Milo remembered the alebrijes he had bought in Oaxaca. He found them in his pack and propped one on the dashboard to give it a homier look. He gave the other to Armand, who inside of fifteen seconds broke the head off. Milo had disliked the alebrije, but he disliked Armand more, partly because of Armand's innate, and to Milo, utterly enviable, gift for sleeping like the dead from supper until 4:30 am. This only left Milo and Lenore two hours' rest a night, after they'd done exploring each other's bodies in the wide-eyed sanctity of their shared high.

If it wasn't tequila it was grass, if it wasn't grass it was psilopcybin mushrooms, if it wasn't mushrooms it was peyote and sangria, if it wasn't peyote and sangria it was cheap cough syrup and tequila; before, during and after the kind of sex that the authors of the Kama Sutra would have envied, especially the chapters where Callie appeared to make things even bluer. As far as Milo could tell, Lenore had no awareness of Callie's existence, no clue that it was a threesome. Callie seemed to talk to him alone, although Lenore felt her.

Breakfast was whatever they hadn't eaten the night before -- mostly beans and rice. Milo would chase it with a Red Stripe or Dos Equiis beer, measured at careful intervals to keep his black Djinn bottled, while saving the remainder of their bit of pooled cash for other essentials.

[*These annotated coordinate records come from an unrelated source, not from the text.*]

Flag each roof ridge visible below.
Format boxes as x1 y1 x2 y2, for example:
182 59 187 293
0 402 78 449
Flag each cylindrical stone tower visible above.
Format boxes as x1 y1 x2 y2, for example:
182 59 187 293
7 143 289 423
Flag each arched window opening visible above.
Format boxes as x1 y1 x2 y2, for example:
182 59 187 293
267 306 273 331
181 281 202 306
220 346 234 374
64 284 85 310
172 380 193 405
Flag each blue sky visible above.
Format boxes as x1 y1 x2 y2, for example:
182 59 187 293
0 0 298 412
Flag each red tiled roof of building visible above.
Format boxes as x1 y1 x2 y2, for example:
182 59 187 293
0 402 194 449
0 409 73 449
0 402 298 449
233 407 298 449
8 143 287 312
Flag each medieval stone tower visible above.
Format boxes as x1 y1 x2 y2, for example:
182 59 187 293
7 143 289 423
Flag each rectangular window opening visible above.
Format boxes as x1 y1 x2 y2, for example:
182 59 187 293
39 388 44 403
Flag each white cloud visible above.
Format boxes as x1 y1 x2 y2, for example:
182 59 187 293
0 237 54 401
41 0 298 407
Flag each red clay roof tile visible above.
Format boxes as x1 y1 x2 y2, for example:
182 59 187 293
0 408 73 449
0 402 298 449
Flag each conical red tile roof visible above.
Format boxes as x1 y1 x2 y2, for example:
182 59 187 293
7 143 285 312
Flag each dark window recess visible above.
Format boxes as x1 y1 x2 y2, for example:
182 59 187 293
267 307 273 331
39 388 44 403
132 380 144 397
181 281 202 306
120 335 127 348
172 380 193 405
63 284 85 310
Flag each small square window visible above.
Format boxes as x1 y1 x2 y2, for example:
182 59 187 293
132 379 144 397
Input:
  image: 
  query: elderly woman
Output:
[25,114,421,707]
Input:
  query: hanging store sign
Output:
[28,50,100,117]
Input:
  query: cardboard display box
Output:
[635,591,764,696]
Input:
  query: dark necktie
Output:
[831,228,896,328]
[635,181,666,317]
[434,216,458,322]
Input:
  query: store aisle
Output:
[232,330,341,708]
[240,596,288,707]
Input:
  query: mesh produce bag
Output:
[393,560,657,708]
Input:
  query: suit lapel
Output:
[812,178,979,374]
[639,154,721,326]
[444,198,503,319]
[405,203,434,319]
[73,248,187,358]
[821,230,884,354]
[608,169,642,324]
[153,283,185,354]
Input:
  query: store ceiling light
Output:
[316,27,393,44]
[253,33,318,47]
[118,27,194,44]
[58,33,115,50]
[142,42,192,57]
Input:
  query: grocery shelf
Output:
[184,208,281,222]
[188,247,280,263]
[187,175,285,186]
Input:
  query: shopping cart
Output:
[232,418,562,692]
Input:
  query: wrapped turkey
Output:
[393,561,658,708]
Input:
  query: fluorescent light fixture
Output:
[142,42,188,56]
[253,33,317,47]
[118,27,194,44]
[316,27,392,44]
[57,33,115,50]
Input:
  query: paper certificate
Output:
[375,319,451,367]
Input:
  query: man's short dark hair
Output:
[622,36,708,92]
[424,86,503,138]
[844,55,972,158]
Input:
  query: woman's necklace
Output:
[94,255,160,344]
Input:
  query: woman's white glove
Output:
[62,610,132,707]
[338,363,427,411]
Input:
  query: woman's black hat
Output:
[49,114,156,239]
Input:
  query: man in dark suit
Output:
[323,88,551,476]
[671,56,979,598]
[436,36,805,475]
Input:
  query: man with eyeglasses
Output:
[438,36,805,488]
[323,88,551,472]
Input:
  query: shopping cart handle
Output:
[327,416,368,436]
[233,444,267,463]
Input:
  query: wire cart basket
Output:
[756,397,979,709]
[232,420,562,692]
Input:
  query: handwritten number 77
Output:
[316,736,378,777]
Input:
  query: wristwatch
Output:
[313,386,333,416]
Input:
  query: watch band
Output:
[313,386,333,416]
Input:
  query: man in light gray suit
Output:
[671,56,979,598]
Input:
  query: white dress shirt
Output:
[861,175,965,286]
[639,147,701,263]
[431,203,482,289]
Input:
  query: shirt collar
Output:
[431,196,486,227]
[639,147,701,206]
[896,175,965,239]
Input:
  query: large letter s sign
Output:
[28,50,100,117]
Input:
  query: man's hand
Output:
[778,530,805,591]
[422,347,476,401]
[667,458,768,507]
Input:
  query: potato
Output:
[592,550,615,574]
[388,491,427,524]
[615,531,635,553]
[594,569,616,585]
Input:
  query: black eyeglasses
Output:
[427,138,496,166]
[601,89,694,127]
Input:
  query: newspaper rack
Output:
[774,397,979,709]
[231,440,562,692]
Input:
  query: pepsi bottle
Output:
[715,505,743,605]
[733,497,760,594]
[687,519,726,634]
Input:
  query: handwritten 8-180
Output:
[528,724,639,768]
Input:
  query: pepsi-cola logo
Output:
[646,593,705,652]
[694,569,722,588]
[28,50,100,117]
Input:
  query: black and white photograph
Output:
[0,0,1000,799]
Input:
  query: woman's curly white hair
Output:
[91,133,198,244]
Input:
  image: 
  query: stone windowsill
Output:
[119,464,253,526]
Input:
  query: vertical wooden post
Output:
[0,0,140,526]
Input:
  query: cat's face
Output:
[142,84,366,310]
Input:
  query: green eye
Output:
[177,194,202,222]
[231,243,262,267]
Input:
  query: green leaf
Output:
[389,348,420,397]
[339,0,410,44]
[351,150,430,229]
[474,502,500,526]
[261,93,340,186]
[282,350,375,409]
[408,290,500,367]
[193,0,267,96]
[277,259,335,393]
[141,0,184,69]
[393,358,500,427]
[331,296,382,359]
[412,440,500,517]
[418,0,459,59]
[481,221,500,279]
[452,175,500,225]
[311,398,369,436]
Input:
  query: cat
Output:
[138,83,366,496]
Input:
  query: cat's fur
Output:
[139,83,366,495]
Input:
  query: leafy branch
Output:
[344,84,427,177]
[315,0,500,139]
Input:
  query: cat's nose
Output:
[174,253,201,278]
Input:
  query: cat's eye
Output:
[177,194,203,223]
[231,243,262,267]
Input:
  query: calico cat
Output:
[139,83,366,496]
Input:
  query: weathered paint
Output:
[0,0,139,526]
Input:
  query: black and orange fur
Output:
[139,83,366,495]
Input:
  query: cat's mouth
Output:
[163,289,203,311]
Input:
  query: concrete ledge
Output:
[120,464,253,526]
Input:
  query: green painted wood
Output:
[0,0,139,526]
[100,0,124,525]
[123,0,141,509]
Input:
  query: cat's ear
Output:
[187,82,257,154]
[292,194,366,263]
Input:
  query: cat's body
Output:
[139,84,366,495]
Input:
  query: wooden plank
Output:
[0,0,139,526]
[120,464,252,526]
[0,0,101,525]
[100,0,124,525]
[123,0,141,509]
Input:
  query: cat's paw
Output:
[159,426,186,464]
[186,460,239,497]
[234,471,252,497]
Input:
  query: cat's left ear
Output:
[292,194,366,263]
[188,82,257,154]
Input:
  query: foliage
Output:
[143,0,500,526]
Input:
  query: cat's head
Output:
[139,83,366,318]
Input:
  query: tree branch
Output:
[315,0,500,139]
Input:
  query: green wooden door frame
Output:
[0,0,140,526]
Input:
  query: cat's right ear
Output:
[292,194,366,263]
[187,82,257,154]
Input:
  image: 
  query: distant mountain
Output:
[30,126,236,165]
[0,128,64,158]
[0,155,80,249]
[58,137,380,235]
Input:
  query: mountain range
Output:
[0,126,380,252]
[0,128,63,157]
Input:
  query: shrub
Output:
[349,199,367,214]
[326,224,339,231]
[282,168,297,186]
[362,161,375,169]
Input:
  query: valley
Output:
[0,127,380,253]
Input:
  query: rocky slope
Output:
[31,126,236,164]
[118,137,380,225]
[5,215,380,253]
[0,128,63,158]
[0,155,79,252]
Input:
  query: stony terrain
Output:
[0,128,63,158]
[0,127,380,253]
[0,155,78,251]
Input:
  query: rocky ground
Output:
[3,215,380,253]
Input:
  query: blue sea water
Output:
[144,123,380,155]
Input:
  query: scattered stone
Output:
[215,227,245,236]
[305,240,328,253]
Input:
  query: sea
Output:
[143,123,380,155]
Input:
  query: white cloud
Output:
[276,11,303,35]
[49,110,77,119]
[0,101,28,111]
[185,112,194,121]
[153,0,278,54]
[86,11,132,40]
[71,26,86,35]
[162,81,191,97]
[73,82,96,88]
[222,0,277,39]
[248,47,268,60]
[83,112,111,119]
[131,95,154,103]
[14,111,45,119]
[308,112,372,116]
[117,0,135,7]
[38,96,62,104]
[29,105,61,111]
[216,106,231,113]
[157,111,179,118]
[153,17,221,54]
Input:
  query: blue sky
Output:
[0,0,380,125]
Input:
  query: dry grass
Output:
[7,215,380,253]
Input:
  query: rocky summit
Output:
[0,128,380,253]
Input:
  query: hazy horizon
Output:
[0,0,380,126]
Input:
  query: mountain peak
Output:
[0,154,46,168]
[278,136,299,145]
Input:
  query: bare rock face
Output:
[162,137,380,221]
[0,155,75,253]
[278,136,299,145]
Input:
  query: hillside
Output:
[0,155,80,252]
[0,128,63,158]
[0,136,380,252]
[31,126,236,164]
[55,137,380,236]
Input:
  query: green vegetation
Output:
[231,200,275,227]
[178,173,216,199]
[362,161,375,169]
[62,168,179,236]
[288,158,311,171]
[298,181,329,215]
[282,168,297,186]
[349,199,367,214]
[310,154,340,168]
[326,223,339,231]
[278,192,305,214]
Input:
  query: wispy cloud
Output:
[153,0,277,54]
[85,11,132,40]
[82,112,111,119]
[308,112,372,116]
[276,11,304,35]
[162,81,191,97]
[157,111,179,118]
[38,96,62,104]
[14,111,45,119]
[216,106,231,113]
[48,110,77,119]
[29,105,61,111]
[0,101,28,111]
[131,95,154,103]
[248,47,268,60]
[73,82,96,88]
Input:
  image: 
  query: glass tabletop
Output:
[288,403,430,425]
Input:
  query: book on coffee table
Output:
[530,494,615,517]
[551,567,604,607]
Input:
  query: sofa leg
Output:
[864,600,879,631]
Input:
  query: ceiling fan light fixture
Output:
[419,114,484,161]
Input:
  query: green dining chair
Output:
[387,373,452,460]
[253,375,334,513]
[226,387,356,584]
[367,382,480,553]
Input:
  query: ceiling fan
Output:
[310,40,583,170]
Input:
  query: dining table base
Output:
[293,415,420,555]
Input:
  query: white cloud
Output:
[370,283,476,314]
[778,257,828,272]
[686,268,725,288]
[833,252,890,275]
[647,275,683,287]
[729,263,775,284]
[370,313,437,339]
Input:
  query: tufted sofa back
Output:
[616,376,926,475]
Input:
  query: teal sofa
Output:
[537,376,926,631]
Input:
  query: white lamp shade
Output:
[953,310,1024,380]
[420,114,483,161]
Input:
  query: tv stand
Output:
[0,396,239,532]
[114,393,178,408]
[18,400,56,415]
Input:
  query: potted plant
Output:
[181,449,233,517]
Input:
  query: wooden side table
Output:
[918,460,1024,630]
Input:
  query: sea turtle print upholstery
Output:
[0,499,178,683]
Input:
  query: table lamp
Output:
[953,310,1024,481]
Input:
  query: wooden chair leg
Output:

So their days went, from El Palacio to Sanarate to Quetzaltepeque, and eventually from Guatemala into El Salvador and through the southwestern corner of Honduras. Beyond, through Nicaragua, Costa Rica and into Panama. Each time they hit a border post, they were waved through with no mention of passports, nor any greasy, liplicking references to Yanqui dinero.

Each time, if Milo cocked his ear it seemed to him that he could hear a disappearing echo, the telltale putt-putt of a small motor in the distance. Sometimes he sniffed remnants of four-stroke exhaust, burnt a little rich, drifting past his flared nostrils on damp jungle air.

Whenever they stopped to buy gas, steal fruit, or to stock up on libations for the night, Milo had begun to keep a furtive watch for red scooters. Lenore would always head to the adobe taverna that -- inevitably -- was within a stone's throw of the gas station's rusting hand pumps. This time she tarried longer than usual, so Milo had bought some corn chips to share with Armand. When he looked up, Lenore was near-dancing back across the road toward them, clutching the slender neck of a large unlabelled bottle of clear liquid in each of her small fists.

"Go buy some jello, and some juice or something. And some ice!"

Lenore wore a slightly deranged look. Obviously, she'd had at least a couple of shots of something in the taverna already. Milo headed back to the gas station, which happened to double as a sort of convenience store/tortilla stand. Ten minutes later he reappeared with concentrated lime juice, a box of plain gelatin, a bag of sugar, five pounds of ice and some licorice rope for Armand.

"What gives?" he asked.

"I remembered a drink we made one time at university," she said in a suddenly perky voice, winking at Milo. He knew that look now. It always boded a higher benchmark in his relationship with Lenore.